Consider the union of $[0,1] \times 0$ with $a/b \times [1/b,1/b+1]$ for each $a/b \in \mathbb{Q} \cap (0,1)$, where $a/b$ is written in reduced form. Let $W$ be this space. It is obvious that this set satisfies all the properties besides connectedness.

Now, assume $A,B$ are two open sets in $\mathbb{R}^2$ which induce a separation of $W$ in the subspace topology. That is, $A\cap W$ and $B \cap W$ are disjoint, and $(A \cap W) \cup (B \cap W) = W$. Clearly the component $[0,1] \times 0$ must lie entirely in either $A$ or $B$, so assume it lies in $A$. Since $A$ is open and $[0,1] \times 0$ is compact, $A$ contains a "tube" around $[0,1] \times 0$. That means that there exists some $\epsilon > 0$ such that for all $a/b$ where $0 < 1/b < \epsilon$, we have $(a/b,1/b) \in A$. But then $A$ must contain the whole connected component $a/b \times [1/b,1/b+1]$.
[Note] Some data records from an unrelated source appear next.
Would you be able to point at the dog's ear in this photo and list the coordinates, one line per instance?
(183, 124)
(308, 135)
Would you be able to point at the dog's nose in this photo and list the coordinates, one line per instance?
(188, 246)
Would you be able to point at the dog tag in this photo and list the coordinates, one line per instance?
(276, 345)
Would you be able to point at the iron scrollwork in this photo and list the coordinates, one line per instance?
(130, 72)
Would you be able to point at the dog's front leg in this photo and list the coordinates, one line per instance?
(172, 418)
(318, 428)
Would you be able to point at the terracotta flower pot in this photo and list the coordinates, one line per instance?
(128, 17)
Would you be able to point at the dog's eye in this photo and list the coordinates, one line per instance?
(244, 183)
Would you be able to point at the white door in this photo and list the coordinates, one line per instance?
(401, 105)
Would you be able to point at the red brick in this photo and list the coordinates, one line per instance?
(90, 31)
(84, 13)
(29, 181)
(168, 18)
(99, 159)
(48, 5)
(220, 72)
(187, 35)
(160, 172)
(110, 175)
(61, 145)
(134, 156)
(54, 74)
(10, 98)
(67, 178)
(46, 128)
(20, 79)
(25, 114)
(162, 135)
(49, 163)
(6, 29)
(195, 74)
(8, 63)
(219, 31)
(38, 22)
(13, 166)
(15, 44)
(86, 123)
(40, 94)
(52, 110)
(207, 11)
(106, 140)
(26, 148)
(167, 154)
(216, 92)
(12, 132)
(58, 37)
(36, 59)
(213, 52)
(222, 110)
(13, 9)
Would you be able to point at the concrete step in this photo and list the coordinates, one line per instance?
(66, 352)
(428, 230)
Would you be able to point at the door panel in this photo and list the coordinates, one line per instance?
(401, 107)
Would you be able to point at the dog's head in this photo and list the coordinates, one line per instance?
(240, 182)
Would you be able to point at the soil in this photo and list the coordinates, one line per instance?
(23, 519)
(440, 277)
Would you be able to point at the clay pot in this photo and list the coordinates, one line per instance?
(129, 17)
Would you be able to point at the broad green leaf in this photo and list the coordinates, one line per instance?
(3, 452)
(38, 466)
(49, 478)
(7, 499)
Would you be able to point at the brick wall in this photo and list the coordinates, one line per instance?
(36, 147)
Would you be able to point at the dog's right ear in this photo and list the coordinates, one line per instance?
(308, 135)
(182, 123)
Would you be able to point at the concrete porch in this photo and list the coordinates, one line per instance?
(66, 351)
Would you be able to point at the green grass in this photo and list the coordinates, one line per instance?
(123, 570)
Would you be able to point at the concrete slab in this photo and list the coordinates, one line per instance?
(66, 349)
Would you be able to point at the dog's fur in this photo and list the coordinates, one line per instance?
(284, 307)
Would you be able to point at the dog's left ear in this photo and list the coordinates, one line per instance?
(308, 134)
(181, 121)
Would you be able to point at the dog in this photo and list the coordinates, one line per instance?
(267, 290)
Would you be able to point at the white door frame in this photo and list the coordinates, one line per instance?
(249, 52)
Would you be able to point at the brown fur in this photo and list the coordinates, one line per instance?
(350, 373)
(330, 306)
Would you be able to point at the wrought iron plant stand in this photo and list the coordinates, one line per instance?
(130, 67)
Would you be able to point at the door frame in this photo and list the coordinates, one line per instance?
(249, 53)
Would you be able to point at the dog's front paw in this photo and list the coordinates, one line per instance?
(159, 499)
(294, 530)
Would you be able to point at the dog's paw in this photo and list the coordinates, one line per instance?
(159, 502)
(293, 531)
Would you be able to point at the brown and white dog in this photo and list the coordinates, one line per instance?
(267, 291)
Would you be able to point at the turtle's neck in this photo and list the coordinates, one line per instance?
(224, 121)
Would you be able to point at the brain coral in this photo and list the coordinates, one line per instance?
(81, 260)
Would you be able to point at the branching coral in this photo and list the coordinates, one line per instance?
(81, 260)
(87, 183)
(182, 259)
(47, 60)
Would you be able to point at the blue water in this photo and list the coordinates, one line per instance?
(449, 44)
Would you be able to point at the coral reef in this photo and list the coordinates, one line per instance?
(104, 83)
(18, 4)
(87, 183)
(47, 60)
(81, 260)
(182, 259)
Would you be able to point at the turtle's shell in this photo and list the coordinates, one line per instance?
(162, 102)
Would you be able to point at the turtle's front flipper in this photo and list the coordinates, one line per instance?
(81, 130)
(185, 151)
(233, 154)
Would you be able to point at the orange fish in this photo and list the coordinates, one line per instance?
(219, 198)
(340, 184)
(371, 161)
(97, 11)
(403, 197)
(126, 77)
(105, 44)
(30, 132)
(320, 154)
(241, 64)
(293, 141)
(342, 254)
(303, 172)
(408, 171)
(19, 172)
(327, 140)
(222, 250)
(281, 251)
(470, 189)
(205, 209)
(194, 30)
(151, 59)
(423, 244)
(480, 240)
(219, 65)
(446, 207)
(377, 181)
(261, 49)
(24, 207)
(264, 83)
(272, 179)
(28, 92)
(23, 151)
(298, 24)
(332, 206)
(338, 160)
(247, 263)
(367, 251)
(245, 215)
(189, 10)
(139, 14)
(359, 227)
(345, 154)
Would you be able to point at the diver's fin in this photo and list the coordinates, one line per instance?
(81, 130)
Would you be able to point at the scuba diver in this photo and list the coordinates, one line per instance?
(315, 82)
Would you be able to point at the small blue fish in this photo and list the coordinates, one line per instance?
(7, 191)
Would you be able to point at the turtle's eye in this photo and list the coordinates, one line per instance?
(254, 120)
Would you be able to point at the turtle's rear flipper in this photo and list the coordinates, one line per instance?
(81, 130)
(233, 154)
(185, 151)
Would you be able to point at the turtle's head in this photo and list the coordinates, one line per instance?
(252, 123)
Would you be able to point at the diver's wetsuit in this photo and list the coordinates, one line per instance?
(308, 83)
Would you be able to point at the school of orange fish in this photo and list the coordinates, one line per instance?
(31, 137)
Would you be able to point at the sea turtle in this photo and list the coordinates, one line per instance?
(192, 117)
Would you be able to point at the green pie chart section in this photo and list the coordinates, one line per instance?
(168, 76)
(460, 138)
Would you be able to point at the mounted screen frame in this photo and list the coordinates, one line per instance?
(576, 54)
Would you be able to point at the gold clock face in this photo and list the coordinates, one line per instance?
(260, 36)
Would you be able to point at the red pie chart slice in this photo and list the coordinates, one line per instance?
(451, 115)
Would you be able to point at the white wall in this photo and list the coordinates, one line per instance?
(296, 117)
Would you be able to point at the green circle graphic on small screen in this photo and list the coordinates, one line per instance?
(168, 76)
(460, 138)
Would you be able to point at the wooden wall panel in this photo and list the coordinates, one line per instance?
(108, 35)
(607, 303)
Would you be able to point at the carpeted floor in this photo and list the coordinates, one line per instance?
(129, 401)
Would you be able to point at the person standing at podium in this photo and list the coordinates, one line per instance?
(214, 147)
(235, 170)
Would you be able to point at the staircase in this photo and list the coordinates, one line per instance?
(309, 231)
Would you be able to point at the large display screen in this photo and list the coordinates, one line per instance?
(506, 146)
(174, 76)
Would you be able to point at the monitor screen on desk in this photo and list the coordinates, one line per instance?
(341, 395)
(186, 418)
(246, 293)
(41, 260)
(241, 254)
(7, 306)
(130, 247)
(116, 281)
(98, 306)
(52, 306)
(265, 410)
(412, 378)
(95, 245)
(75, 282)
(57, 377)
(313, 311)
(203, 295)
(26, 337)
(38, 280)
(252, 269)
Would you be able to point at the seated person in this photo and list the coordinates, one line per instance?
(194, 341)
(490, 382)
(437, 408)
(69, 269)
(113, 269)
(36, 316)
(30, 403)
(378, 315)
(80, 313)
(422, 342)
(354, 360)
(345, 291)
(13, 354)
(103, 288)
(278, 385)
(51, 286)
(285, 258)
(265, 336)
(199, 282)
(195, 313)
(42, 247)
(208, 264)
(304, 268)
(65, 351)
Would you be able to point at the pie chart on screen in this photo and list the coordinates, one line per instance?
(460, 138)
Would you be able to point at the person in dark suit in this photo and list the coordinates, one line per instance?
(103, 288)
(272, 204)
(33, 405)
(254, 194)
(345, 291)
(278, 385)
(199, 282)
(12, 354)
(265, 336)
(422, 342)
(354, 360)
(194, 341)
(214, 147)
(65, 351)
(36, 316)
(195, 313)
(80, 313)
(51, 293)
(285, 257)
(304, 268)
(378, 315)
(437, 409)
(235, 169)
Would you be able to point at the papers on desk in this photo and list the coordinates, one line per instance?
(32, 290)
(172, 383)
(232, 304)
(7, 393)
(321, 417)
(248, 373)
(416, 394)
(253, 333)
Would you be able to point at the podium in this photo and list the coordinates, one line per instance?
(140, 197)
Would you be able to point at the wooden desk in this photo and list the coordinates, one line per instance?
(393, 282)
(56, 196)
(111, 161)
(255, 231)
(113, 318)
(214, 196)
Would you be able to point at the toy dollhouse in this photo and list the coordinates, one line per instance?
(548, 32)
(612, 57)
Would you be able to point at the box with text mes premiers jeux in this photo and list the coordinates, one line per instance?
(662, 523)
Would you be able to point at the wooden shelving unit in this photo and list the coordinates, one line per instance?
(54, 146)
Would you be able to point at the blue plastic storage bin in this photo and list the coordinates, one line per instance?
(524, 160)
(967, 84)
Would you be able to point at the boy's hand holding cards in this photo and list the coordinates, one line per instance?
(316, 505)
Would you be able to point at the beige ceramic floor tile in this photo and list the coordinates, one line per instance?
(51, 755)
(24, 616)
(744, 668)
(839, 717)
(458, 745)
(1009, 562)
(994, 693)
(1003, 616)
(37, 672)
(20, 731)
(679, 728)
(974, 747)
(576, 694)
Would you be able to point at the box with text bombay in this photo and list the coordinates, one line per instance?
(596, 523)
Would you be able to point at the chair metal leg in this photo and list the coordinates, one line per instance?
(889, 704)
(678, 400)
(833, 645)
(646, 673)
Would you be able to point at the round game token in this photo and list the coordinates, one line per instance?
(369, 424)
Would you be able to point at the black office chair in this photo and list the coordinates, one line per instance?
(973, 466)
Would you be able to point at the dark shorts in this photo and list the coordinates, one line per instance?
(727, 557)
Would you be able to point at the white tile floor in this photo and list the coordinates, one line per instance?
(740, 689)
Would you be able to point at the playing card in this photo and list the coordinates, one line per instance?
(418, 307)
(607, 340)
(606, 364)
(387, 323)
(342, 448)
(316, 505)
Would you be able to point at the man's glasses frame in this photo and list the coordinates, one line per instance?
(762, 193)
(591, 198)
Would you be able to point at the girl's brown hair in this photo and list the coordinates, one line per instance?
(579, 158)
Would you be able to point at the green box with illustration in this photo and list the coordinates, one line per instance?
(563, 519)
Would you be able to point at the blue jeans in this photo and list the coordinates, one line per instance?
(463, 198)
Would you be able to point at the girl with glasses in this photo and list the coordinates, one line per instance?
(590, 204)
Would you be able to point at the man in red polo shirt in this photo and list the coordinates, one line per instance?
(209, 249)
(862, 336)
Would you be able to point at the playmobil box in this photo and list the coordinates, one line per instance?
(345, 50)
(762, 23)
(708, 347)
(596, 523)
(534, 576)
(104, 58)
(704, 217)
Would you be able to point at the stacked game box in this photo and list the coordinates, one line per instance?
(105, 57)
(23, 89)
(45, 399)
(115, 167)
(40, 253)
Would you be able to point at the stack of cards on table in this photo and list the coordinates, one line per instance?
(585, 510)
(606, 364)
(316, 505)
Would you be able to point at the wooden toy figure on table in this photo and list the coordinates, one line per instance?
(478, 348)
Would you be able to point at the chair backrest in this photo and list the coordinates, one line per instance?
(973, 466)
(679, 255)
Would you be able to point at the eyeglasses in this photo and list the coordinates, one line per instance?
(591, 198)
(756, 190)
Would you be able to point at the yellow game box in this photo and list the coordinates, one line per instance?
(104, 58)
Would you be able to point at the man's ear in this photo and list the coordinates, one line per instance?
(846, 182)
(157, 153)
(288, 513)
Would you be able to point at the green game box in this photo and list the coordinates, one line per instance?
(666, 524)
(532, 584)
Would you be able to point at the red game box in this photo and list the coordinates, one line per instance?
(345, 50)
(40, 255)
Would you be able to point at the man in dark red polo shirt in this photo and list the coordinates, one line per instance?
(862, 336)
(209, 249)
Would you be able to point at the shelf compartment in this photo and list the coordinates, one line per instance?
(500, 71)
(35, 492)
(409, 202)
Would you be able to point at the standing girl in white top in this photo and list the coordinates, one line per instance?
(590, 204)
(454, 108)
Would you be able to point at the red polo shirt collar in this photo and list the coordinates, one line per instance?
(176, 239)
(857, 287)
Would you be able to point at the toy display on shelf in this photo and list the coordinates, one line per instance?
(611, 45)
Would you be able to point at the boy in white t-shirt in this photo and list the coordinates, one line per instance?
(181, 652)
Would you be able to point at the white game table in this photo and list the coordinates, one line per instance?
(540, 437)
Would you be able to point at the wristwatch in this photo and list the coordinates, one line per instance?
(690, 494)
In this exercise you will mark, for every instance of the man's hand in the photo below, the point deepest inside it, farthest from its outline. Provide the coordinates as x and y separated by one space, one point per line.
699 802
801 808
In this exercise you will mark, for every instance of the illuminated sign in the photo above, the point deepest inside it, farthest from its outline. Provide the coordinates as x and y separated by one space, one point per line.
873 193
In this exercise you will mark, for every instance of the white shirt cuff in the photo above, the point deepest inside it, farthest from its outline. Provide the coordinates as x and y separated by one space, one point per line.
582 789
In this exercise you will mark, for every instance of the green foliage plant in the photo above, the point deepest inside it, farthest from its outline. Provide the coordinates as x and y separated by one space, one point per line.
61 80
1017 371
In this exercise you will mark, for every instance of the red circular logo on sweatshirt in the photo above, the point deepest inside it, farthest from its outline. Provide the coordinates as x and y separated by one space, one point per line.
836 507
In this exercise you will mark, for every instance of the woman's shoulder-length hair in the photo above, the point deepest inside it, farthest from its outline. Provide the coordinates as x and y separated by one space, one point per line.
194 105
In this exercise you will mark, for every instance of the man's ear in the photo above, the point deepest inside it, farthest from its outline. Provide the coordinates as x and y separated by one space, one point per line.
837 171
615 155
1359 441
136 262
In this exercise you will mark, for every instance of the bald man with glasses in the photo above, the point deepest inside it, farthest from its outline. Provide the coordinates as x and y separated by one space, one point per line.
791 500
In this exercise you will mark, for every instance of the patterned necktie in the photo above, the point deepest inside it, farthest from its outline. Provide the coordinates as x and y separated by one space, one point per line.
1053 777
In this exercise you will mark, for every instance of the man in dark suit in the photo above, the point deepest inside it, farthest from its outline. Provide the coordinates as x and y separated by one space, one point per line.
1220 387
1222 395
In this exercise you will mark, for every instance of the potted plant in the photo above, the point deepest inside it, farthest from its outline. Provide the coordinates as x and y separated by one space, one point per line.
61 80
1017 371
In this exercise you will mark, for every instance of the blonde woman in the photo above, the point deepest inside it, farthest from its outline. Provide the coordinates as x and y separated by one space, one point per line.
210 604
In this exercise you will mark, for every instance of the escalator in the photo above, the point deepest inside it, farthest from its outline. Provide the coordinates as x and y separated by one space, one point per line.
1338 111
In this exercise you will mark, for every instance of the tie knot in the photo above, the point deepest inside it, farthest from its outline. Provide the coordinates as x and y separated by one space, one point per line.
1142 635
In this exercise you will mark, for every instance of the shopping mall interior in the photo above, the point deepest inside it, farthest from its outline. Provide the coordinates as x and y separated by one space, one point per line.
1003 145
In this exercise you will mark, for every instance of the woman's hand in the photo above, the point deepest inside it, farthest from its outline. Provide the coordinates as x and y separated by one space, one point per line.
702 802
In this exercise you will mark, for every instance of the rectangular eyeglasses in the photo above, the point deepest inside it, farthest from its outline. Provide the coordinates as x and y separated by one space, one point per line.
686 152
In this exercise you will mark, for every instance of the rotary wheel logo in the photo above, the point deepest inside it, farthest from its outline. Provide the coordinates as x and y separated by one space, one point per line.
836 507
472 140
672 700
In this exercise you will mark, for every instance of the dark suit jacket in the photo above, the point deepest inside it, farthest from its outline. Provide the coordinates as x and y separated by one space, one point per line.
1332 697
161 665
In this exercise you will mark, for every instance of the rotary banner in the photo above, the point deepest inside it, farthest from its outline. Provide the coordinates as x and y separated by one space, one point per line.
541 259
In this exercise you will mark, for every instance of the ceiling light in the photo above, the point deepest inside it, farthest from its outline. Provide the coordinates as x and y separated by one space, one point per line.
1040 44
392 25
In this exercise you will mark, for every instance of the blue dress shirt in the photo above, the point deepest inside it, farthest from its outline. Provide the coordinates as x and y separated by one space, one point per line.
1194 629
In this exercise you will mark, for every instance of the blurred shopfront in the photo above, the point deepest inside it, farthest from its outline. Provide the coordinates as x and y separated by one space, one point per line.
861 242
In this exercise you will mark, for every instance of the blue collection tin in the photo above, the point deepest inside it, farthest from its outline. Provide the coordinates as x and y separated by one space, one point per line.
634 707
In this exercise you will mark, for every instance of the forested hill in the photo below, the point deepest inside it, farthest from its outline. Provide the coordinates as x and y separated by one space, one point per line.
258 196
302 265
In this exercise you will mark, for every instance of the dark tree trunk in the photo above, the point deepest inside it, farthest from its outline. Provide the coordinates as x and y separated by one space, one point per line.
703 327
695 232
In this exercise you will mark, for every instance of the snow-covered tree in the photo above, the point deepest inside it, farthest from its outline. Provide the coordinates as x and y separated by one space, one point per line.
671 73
Now, assume $B$ is nonempty. Then it contains some component $c/d \times [1/d,1/d+1]$. In particular, it contains the point $(c/d,1)$. But then it also contains a point $(a/b,1)$ where $a/b < \epsilon$, because the rationals with denominator greater than $1/\epsilon$ are dense in $[0,1]$. But then we have $a/b \times [1/b,1/b+1] \subset B$, which is a contradiction because we already observed that this line segment must be in $A$.